Economic activity continued to rise in July on the back of lockdowns gradually being lifted, albeit slightly slower than anticipated due to increasing rates of new infections. Long-term inflation expectations rose further in July, leading to increased pension scheme liabilities. Risk assets experienced mixed performance, with positive performance from credit assets due to tightening spreads but mixed equity market performance with significant regional differences. This led to asset values remaining flat over the month. This, coupled with increased liabilities means that the aggregate funding level of UK Pension Schemes now stands at 89.9%, down 1.1% since June and at their lowest levels this year. Scheme funding levels are even further off their high of 98.0% at the end of 2019 despite the recent rally in growth assets. Indeed, funding levels are still some 2.6% off where they were at the peak of the coronavirus market fallout in March.
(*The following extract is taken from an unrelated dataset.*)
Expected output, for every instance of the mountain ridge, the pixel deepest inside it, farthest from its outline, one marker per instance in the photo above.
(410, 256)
Asset values were helped by US equity gains, supported by robust earnings from companies such as Amazon, Apple and Facebook rather than the macro backdrop. UK equities however, fell as fears of a second wave weighed on investor sentiment; the FTSE 100 fell 4.2% over the month whereas the S&P 500 rose 5.6%. Central banks were less active than they have been in previous months, having already flooded the market with liquidity and taken rates closer to their lower bounds.
The volatility in markets experienced on the back of Covid-19 may be giving rise to an increased number of clients considering fiduciary management. We have seen a 170% growth in clients considering fiduciary management year to date compared to the same period last year.